Why is the inapproximability $2^{n^\epsilon}$?

Many inapproximability factors are $2^{n^\epsilon}$. I don't know why this is 2 instead of 3, 4, ..., etc.

To be precise, given a problem,

theorem 1 says: It's NP-hard to approximate the problem to $2^{n^\epsilon}$ for any $0 \leq \epsilon < 1$;

theorem 2 says: It's NP-hard to approximate the problem to $3^{n^\delta}$ for any $0 \leq \delta < 1$.

Can we say theorem 2 is tighter?

I know that given $\delta < 1$, we can find $\epsilon < 1$ such that $3^{n^\delta} \in \mathcal O(2^{n^\epsilon})$. However, the definition of approximation factor is not in asymptotics. We should get $3^{n^\delta} \leq 2^{n^\epsilon}$ if we want to say the two theorems are actually same.

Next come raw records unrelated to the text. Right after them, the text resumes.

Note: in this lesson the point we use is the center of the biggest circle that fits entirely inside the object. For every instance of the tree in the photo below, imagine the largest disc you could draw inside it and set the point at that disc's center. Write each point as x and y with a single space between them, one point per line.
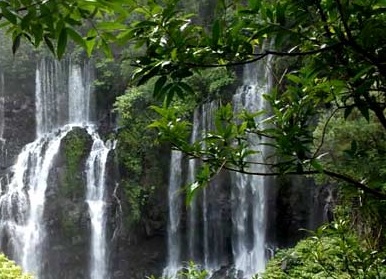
336 48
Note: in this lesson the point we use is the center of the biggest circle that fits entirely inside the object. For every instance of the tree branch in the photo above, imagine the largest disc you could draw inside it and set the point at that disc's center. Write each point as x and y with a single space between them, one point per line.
259 56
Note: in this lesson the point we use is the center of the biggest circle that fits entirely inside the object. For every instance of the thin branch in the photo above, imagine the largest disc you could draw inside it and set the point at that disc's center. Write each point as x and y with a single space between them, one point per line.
259 56
332 174
365 188
324 133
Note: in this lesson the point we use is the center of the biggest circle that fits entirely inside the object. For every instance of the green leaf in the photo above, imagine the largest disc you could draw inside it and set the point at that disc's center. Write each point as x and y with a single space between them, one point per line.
49 44
76 37
215 32
62 43
9 15
16 43
159 84
111 25
348 111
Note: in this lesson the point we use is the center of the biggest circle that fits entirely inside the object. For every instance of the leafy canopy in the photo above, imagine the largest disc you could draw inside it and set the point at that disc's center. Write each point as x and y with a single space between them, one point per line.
337 61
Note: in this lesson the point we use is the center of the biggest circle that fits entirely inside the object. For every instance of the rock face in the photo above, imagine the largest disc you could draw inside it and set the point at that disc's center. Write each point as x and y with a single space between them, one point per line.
18 116
134 250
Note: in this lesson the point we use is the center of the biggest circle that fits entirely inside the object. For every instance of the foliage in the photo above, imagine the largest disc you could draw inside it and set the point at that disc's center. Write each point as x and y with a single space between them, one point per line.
191 271
338 44
334 251
75 150
140 168
356 147
9 270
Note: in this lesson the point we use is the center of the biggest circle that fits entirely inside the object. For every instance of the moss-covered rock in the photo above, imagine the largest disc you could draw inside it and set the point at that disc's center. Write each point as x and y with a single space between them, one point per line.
75 148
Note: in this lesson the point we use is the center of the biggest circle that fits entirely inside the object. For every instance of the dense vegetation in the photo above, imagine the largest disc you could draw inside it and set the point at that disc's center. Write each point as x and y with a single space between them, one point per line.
9 270
327 115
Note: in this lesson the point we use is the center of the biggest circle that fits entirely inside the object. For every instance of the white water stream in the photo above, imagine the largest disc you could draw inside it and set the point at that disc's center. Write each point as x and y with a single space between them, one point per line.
63 93
175 206
96 200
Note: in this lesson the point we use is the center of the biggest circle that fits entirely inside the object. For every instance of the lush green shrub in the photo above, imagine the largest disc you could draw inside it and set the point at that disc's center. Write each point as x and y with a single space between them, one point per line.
9 270
334 251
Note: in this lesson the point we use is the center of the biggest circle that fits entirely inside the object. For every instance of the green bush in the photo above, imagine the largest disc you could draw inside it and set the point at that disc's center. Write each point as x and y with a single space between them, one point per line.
9 270
334 251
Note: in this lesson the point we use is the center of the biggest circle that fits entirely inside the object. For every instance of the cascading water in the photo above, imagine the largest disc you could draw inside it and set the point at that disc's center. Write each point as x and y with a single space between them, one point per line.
193 207
23 204
248 191
209 241
62 102
95 198
175 204
2 116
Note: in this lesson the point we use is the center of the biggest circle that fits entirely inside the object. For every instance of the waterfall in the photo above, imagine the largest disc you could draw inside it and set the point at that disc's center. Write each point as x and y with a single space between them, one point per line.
229 214
2 117
193 206
22 205
96 200
175 207
63 97
248 191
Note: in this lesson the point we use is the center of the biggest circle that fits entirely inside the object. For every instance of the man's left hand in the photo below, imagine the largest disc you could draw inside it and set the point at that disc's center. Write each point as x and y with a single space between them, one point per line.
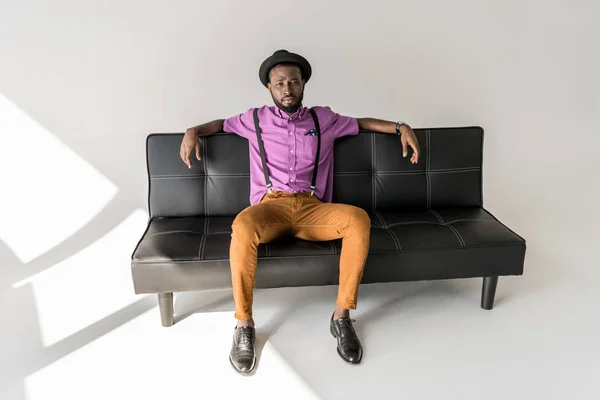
408 138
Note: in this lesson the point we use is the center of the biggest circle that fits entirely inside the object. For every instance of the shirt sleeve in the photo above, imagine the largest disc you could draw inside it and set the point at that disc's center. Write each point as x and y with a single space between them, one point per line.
340 125
242 124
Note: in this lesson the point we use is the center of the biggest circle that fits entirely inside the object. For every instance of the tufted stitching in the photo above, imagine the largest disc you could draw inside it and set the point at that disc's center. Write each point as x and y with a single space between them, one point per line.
469 220
394 238
205 180
203 240
411 223
398 173
453 229
373 173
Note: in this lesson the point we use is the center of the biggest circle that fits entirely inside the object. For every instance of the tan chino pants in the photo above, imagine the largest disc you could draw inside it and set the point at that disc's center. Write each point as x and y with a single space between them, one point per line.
306 217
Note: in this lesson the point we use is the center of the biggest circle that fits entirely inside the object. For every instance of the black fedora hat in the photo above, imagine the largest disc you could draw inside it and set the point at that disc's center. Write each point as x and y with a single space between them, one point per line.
284 56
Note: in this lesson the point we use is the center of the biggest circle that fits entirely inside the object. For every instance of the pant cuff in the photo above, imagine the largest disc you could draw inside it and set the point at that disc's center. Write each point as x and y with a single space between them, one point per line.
348 306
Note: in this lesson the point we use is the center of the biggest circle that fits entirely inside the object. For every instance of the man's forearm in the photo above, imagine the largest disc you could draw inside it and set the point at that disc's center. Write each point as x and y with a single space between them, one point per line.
208 128
379 125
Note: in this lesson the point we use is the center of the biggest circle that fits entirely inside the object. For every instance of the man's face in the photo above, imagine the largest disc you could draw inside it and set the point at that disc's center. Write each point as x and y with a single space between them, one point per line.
287 87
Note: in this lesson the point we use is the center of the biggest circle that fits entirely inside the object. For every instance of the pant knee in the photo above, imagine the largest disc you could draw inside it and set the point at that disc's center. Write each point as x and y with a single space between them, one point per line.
244 226
360 219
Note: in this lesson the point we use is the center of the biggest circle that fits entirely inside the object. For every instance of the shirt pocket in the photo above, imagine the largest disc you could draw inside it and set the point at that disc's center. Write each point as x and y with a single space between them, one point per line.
309 148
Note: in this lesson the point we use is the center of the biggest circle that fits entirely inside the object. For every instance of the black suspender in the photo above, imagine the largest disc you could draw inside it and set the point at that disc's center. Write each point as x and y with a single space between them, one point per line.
318 128
261 147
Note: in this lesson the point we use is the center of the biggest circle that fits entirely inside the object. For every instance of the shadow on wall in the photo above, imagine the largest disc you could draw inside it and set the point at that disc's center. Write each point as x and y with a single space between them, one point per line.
62 216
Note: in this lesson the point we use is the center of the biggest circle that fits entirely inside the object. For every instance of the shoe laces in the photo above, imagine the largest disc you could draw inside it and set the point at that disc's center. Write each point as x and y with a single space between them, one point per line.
346 328
244 335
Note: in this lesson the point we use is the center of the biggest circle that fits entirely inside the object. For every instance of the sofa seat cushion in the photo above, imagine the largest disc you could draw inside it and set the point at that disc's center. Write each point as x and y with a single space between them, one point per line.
205 239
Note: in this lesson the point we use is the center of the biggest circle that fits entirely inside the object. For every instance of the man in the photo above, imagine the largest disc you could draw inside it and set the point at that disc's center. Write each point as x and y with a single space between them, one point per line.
291 174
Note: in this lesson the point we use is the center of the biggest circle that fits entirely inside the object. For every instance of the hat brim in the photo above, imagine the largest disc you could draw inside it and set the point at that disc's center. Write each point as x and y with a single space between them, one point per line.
281 57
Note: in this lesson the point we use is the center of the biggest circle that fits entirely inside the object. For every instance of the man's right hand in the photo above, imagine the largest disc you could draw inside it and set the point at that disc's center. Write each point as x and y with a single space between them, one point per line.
188 145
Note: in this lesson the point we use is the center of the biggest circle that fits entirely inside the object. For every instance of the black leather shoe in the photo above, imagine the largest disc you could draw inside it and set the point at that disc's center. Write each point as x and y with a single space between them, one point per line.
242 355
349 347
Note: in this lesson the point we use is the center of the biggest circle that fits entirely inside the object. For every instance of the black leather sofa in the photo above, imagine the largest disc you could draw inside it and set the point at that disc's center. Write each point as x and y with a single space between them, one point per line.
428 220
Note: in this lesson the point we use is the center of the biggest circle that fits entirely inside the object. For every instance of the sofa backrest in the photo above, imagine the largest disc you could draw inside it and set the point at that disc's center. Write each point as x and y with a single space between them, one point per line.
369 172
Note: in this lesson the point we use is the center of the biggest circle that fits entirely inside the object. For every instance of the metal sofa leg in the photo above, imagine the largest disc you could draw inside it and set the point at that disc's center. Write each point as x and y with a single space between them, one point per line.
165 303
489 292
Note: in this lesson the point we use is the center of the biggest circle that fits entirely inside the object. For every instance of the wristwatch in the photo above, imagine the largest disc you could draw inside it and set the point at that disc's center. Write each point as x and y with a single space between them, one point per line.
398 125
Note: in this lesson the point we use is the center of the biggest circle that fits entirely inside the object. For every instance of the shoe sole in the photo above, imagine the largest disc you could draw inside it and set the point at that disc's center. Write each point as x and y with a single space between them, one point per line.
245 373
332 331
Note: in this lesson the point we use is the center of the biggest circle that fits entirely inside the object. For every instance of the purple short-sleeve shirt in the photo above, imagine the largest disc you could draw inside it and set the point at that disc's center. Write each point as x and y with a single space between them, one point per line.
289 150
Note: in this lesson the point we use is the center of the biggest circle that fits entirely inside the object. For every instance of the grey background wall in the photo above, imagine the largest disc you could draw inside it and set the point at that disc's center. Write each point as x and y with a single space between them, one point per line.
96 77
100 76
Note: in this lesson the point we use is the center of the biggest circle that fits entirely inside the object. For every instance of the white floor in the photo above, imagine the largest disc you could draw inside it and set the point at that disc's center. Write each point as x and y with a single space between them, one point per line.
422 340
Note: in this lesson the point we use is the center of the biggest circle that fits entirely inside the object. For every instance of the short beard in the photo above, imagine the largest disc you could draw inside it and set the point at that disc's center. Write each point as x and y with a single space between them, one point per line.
290 109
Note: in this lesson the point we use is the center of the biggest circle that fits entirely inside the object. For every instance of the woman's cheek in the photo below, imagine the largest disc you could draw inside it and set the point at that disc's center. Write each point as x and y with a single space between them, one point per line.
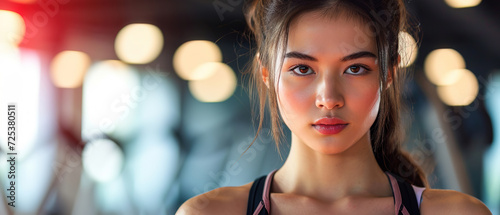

The two theorems are equivalent. You can write $$3^{n^\delta} = 2^{\log_2 3 \cdot n^\delta} = 2^{n^{\delta + \frac{\log \log_2 3}{\log n}}} = 2^{n^{\delta + o(1)}}.$$ In particular, for any $\delta' > \delta$ there exists $N$ such that $3^{n^\delta} \leq 2^{n^{\delta'}}$ for all $n \geq N$. Conversely, $3^{n^\delta} \geq 2^{n^\delta}$.
Hardness of approximation results are only about "large enough $n$". Every problem can be solved exactly in polynomial time (even constant time) for all inputs of size at most $N$, for any fixed $N$.